The company’s U.S. onshore shale assets will generate $6 billion in cash flow from calendar year 2013 to 2020. Over that time, the company’s cash flow will turn from negative to positive over that time to $3 billion per year as it reduces drilling costs and leverages technology to drive improvement in its estimate ultimate recovery for shale wells.

BHP’s focus on its shale assets is part of its strategy of focusing on high-value opportunities while preserving opportunities for the future, Cutt said.

BHP has shifted from gas to liquids production in its U.S. shale assets, but is still producing a significant amount of gas. BHP’s shale assets are performing well in comparison to its petroleum assets over the past 18 months.
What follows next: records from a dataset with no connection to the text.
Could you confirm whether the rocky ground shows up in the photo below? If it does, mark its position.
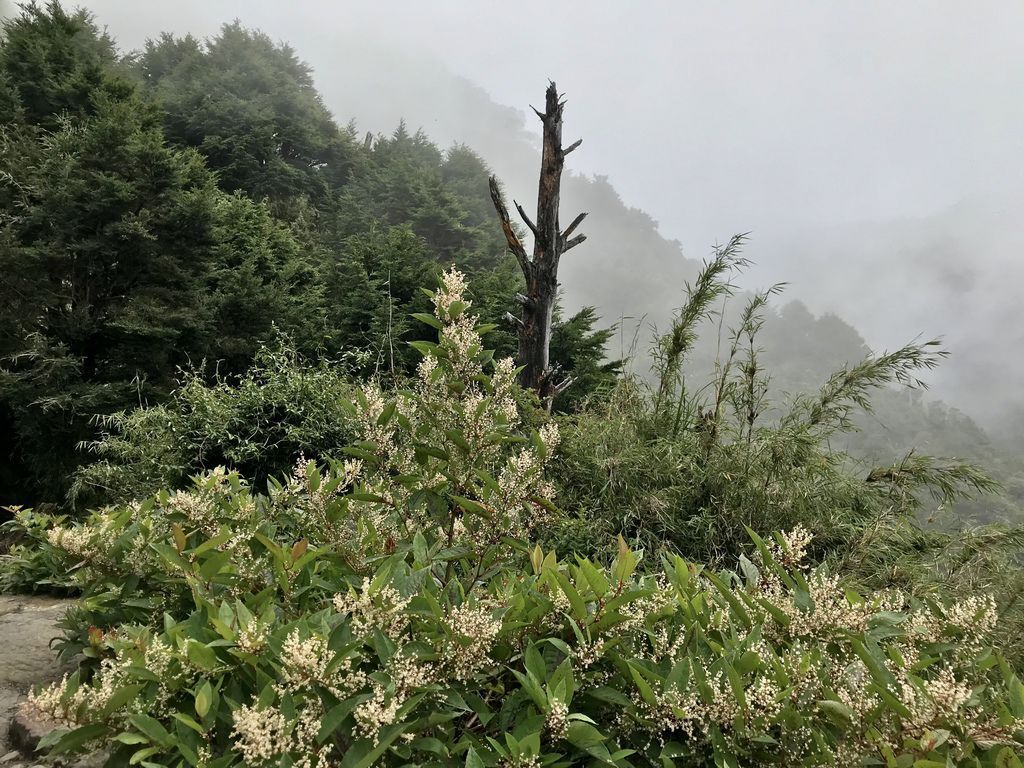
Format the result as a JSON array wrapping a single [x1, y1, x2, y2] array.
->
[[0, 595, 96, 768]]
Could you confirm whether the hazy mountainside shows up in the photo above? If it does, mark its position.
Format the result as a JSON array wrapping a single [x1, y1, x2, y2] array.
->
[[766, 198, 1024, 442], [0, 1, 1007, 524], [305, 41, 1024, 444], [314, 43, 700, 339]]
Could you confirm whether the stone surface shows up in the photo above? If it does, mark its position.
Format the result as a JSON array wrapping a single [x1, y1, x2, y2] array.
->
[[0, 595, 77, 768]]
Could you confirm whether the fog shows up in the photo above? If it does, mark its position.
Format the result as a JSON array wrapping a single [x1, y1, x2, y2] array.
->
[[59, 0, 1024, 422]]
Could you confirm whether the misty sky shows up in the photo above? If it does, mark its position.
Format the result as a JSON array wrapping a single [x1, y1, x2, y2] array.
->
[[19, 0, 1024, 421], [74, 0, 1024, 246]]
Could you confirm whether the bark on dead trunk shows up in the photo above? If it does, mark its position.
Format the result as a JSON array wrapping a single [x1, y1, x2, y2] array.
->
[[490, 83, 587, 408]]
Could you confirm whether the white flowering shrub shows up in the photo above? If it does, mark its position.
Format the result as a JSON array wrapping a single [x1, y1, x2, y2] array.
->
[[8, 272, 1024, 768]]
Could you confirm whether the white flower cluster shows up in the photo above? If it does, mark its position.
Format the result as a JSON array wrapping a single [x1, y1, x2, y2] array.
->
[[23, 636, 174, 728], [334, 579, 412, 640], [444, 603, 502, 680]]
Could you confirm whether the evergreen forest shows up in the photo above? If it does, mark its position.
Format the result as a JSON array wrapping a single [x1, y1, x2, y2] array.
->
[[0, 0, 1024, 768]]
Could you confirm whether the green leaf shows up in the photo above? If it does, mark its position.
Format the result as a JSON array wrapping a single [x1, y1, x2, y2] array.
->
[[185, 639, 220, 672], [128, 715, 174, 746], [196, 680, 213, 720]]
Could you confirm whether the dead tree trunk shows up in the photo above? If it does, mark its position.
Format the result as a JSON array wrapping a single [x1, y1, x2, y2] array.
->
[[490, 83, 587, 409]]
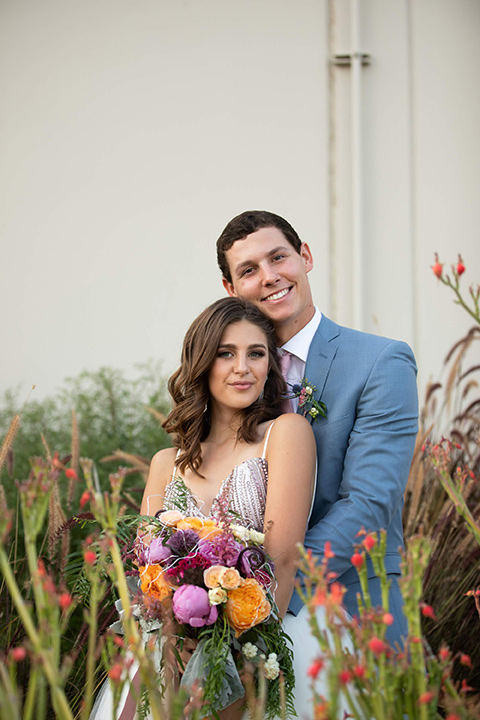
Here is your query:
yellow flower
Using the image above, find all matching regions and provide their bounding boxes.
[225,578,272,637]
[203,565,227,588]
[158,510,185,527]
[140,565,172,600]
[220,568,242,590]
[208,587,227,605]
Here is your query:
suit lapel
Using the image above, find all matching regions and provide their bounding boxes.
[300,315,340,413]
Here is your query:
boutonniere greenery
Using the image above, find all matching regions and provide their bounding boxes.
[289,378,327,420]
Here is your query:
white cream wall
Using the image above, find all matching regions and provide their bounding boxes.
[0,0,480,404]
[329,0,480,397]
[0,0,328,395]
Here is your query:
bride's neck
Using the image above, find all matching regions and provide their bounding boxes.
[207,410,243,443]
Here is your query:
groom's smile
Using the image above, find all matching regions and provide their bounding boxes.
[223,227,315,344]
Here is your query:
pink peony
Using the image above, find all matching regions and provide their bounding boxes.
[145,538,172,565]
[172,585,218,627]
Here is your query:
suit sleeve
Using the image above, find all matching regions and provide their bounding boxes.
[305,341,418,576]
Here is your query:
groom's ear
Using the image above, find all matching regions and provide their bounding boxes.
[222,278,237,297]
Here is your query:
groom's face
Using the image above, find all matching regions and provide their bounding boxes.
[223,227,315,344]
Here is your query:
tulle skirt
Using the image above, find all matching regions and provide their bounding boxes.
[90,606,350,720]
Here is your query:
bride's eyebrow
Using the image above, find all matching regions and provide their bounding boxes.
[218,343,267,350]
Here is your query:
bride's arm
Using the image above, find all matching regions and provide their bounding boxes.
[265,413,316,617]
[140,448,176,515]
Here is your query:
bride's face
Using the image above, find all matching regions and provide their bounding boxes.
[208,320,269,410]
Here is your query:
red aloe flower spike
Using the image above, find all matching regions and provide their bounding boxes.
[432,253,443,280]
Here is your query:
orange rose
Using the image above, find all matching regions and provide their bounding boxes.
[220,568,242,590]
[225,578,272,637]
[140,565,172,600]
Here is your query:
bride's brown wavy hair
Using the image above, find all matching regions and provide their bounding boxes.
[163,297,287,477]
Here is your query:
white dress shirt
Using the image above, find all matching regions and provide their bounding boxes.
[279,307,322,412]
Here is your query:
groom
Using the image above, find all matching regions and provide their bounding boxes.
[217,210,418,642]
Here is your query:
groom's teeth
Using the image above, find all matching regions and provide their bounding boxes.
[265,288,289,300]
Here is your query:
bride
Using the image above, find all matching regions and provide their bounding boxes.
[95,297,316,720]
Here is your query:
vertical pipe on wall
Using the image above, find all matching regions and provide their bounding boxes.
[350,0,365,330]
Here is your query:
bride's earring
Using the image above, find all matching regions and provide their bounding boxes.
[257,375,268,400]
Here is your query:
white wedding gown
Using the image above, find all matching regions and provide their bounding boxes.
[90,423,347,720]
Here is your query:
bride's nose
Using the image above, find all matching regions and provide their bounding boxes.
[234,353,248,375]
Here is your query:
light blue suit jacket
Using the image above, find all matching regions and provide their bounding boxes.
[289,316,418,640]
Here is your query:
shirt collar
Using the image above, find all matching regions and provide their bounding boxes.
[280,307,322,363]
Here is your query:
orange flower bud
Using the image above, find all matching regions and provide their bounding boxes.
[432,253,443,279]
[368,637,387,655]
[10,645,27,662]
[307,658,325,678]
[338,670,352,685]
[108,663,123,683]
[422,605,437,620]
[438,646,450,662]
[353,665,366,680]
[460,653,472,668]
[83,550,97,565]
[80,490,90,508]
[323,540,335,560]
[58,593,73,610]
[350,552,363,570]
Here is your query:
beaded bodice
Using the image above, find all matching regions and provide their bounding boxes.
[164,457,268,532]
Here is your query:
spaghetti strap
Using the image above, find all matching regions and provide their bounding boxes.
[172,448,180,480]
[262,420,275,460]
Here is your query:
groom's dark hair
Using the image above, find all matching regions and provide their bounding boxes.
[217,210,302,283]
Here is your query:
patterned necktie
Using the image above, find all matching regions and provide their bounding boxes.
[278,350,293,413]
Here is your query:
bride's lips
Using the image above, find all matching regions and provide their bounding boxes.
[230,382,253,390]
[262,285,293,302]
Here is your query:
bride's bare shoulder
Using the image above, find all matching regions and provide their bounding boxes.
[269,413,313,436]
[150,448,177,477]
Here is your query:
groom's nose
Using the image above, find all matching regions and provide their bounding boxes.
[261,264,280,285]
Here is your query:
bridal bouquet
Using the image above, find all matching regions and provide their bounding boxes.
[133,510,294,717]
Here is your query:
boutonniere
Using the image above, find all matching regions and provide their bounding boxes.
[289,378,327,420]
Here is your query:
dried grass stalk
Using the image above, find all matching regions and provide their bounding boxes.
[67,410,80,508]
[0,415,20,472]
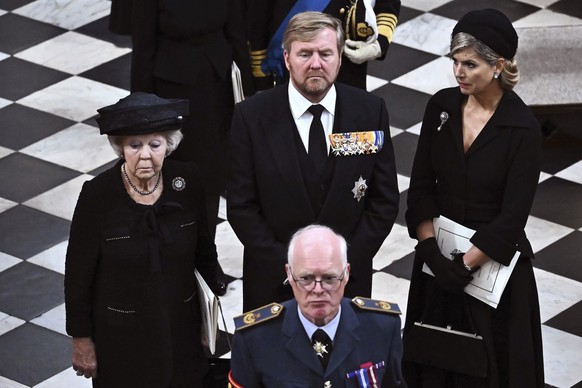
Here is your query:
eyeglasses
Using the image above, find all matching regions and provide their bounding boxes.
[289,266,347,291]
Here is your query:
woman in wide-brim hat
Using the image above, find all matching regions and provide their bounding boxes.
[65,93,218,388]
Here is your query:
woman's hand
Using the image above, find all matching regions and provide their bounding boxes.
[73,337,97,378]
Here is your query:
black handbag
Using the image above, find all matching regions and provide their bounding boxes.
[403,294,488,377]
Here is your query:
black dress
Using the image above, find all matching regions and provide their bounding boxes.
[65,160,217,388]
[403,88,544,388]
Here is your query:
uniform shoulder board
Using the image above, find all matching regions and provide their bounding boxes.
[352,296,402,315]
[234,303,284,330]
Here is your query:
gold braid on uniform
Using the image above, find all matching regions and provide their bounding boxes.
[251,49,267,78]
[376,13,398,43]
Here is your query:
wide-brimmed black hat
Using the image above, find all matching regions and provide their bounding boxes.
[452,8,518,59]
[96,92,188,136]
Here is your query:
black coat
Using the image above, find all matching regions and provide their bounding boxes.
[227,84,399,311]
[231,298,406,388]
[404,88,544,387]
[65,160,217,388]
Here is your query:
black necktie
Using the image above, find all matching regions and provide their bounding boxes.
[307,104,327,173]
[311,329,333,369]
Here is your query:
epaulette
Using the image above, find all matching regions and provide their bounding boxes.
[352,296,402,314]
[234,302,284,330]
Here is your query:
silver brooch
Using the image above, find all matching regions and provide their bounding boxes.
[437,112,449,131]
[172,176,186,191]
[352,175,368,202]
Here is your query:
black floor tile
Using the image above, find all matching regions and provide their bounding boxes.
[372,84,430,129]
[530,177,582,229]
[0,56,70,101]
[0,261,65,322]
[0,323,72,388]
[0,205,71,260]
[0,153,81,203]
[533,230,582,282]
[0,13,66,54]
[368,43,438,80]
[0,104,75,151]
[544,302,582,337]
[431,0,540,21]
[79,53,131,90]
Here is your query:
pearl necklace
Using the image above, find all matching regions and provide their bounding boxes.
[121,163,162,195]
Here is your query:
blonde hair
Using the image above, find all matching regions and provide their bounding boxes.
[451,32,519,90]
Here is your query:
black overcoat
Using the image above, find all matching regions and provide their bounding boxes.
[65,160,217,388]
[227,84,399,311]
[404,88,544,387]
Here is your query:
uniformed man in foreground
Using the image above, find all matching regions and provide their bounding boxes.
[229,225,406,388]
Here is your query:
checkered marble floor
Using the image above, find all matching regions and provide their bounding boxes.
[0,0,582,388]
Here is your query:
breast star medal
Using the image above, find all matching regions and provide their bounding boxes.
[352,175,368,202]
[313,341,327,358]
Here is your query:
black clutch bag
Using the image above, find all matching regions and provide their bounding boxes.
[403,292,488,377]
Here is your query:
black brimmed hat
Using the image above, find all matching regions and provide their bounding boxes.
[97,92,188,136]
[452,8,518,59]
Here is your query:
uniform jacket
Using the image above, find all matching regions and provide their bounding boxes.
[231,298,405,388]
[131,0,252,94]
[65,160,217,388]
[403,88,544,388]
[227,84,399,310]
[247,0,400,89]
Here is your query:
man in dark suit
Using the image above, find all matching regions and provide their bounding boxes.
[229,225,406,388]
[227,12,399,311]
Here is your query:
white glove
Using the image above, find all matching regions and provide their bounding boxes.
[344,39,382,65]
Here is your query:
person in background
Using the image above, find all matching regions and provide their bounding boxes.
[229,225,406,388]
[403,9,544,388]
[227,12,399,311]
[247,0,400,90]
[65,92,218,388]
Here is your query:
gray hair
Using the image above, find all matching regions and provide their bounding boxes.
[283,11,345,56]
[107,129,184,158]
[451,32,519,90]
[287,224,348,268]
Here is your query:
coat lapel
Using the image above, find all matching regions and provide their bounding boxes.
[258,86,315,217]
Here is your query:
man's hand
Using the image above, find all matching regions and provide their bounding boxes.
[73,337,97,378]
[344,39,382,65]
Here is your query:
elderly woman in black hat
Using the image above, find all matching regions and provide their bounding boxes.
[403,9,544,388]
[65,93,218,388]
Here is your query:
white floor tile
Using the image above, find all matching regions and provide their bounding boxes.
[372,224,416,271]
[24,175,93,221]
[18,76,129,121]
[542,326,582,387]
[20,123,119,172]
[372,272,410,326]
[14,31,131,74]
[556,160,582,185]
[0,312,26,336]
[525,216,574,253]
[13,0,111,30]
[33,367,93,388]
[392,13,457,55]
[26,241,68,275]
[0,252,22,272]
[534,268,582,323]
[30,303,67,335]
[392,57,457,95]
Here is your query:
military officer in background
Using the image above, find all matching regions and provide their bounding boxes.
[229,225,406,388]
[247,0,400,90]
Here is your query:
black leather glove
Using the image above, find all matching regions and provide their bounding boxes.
[414,237,473,293]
BHP has total resources estimated at 10 billion barrels of oil. The company explores for oil and gas worldwide, but its primary focus remains on its Australia and U.S.-based assets. BHP’s petroleum operations generate 30 percent of its cash flow; half the company’s cash flow comes from its iron ore assets. Twenty percent of BHP’s cash flow comes from its copper operations. The amount of cash flow generated by its coal assets, another pillar of BHP’s business, fluctuates with time. 

The company is seeking to reduce worker exposure to silica in hydraulic fracturing and looking at ways to reduce fresh water usage in its U.S. onshore operations. BHP is familiar with dust from its mining operations; Cutt thinks BHP can go completely dust-free in its U.S. shale operations, and could be an industry leader in addressing the silica issue.

“We went to one of our Eagle Ford locations where workers were in the middle of a frac job, and it was dust-free,” said Cutt.

BHP is working to reduce its use of fresh water in hydraulic fracturing operations and to reduce greenhouse gas emissions released through flaring.

Statoil Employs Technology to Boost Shale Production

Applying technology to expand unconventional production in its U.S. shale operations is part of Statoil ASA’s goal of achieving 2.5 million boepd globally in 2020.

Norway-based Statoil entered U.S. onshore unconventional plays through joint ventures with Chesapeake for the Marcellus play in 2008 and Talisman Energy Inc. in the Eagle Ford play in 2010. Talisman transitioned operatorship of the eastern portion of its Eagle Ford acreage to Statoil. The company now operates acreage in Karnes, DeWitt and Live Oak counties. Production from Statoil’s approximate 70,000 net acres in the Eagle Ford is 32,100 boepd.

Statoil is estimated to be the third largest foreign investor in U.S. onshore and offshore plays, Andrea Rubik, vice president of development & production North America, Eagle Ford, said during a presentation last December. Andrea Rubik said in a presentation at Statoil’s Eagle Ford operations in December of last year.

“We have numbers and achievements we look forward to, but Statoil is a values-based company — not only are the numbers important, but how we achieve those numbers is critical, especially in the onshore areas where we’re so close to the community.”

To achieve this goal, Statoil has developed commitments to safe operations to keep its workforce and the local community safe and to minimize its environmental footprint. Part of Statoil’s strategy on safety has included partnering with its contractors to ensure that its partners understand Statoil’s safety targets and that these targets are met.

“We’re still learning and improving in the shale plays, not just on technology side, looking at higher recovery and new drilling efficiencies,” Rubik noted. “We have to be humble and taken in that learning and continue to improve.”